2000’lerin başı İstanbul Film Festivali… İletişim Fakültesi Radyo Tv Sinema’da son senem, tuhaf bir ineklik atağı geçirmiş olacağım ki okulu bir dönem erken bitiriyorum. İkinci dönemim boş, festivale katılmam serbest. Sabahtan Beyoğlu’na gidiyoruz. Billur diye bir arkadaşım var, birbirimizden farklıyız ve sırf bu yüzden çok seviyorum onu.
Billur’un küçük bir arabası var, arabasının içi hep dağınık. Yok yok! Kitaplar, kola kutuları, atkılar, çikolata kağıtları, bayat açmalar, kırık CDler. Kestane kıvırcık saçları var Billur’un ve vejetaryen. İlk kez vejetaryen biriyle tanışıyorum. Hoşuma gidiyor. Peynirli ne bulursak yiyoruz. Festival boyunca her gün Saray’dan peynirli su böreği alıyoruz, paramız bitmeye yakın bir böreği ikiye bölüyoruz. Zaten kocaman Saray’ın börekleri.
İstiklal öyle güzel ki… Kulağımda CD-Man Lenny Kravitz, Cake, Robbie Williams, Travis, Limp Bizkit dinleye dinleye defalarca baştan aşağı İstiklal’i yürüyorum.

Hiçbir şey umrumda değil. Sadece merak ediyorum, durmadan büyüleniyorum, pasajlara girip çıkıyorum, kafelerde oturanları inceliyorum, yeni arkadaşlar ediniyorum.
O yıllarda idolümüz, sinema eleştirmeni Sevin Okyay festivalin başında, sürekli ayak altında dolandığımız için bizi festival ekibinden zannedip görevler veriyor. ¨Çocuklar şunu şunu yapın¨, ¨Şuna şuna bakın¨, ¨Kapıda durun¨… artık ne derse yapıyoruz. Tabii sürekli kikirdiyoruz. Filmleri izlemekten çok çıkışta hocalarla kafede oturup sohbet etmeyi, gelen gidenlerin yorumlarına kafa sallamayı, kitapçılarda takılmayı seviyoruz. Sonrası Hayal Kahvesi falan…
Rock müzik, sohbetler, filmler, kıyafetler, ara sokaklar, o bir bardak biranın keyfi, ışıklar, neonlar… her şey öylesine büyüleyici ki düşlemekten kendimizi alamıyoruz.
Heyecanların yerini korkulara, hayallerin yerini kırgınlıklara, heveslerin can sıkıntısına, cesaretin utanca dönüşeceği günlerin geleceği aklımızın ucundan bile geçmiyor.
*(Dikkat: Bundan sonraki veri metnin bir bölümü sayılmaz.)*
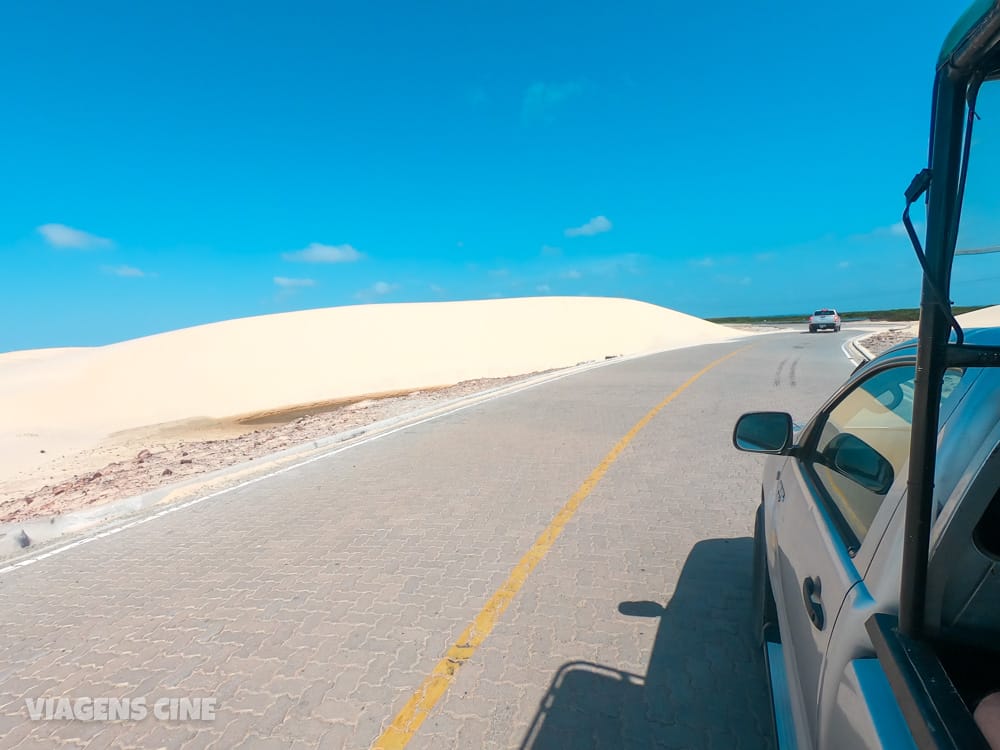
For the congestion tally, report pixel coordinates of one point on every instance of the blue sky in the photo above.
(170, 164)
Farklı olma duygusunu pompalıyor Beyoğlu bünyelerimize. ¨Uç’ diye bağırıyor, ¨Koş¨… Kimselere benzemeyeceğine inandırıyor. Her adım bir ihtimal, her adım bir sürpriz sanki.
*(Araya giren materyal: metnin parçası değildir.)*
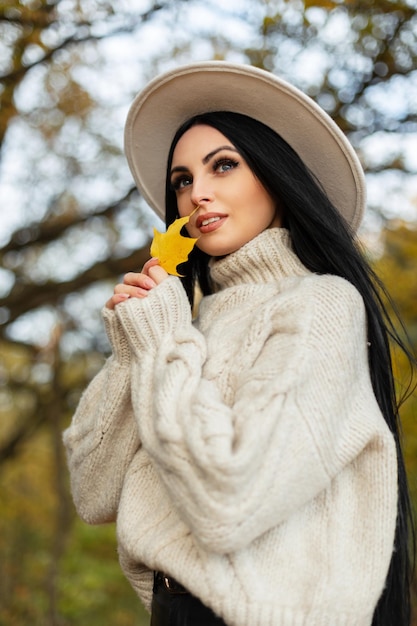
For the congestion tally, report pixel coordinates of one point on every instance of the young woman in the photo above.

Elle tutulur bir sebep bile bulamadan terk ediyorum diplomayı takiben benden beklenilen ne varsa. O koltuğu, o çatal bıçak takımını, yılda iki hafta lütfedilen tatilleri, misafir ağırlamalarını, çocukları, taksitleri, kredileri… ne varsa kapıda bekleyen, kapıyı açmadan camdan atlayıp kaçıyorum.
Başka olmak istediğimden başka bildiğim bir şey yok…
***
22 sene sonra metroda aynı şarkılar kulağımda bir Pazar günü zorla çıktığım evimden İstiklal’e gidiyorum. Taksim meydanında iniyorum. Rüzgar tokatlıyor önce sonra anılar geçiyor yanımdan yürüdükçe. Koca koca dükkanlar açmış bir şekerci, lokumcu ‘1800 bilmem kaçtan’ beri. Peki! Yüz çeşit lokum dizilmiş vitrinlerine. Sonra ‘Ali Muhiddin Hacıbekir’in duruyorum vitrininde. Küçücük kalmış dükkanı o diğerinin yanında.
Giriyorum içeri. Alıyorum bir Acıbadem kurabiyesi. Makaron halt etsin. O kıyırlık, o lezzet hiçbir makaronda yok.
Kasadaki yaşlı adamın aksiliğine gülüyorum. İstanbul’un eski esnaflarının çoğu aksidir zaten.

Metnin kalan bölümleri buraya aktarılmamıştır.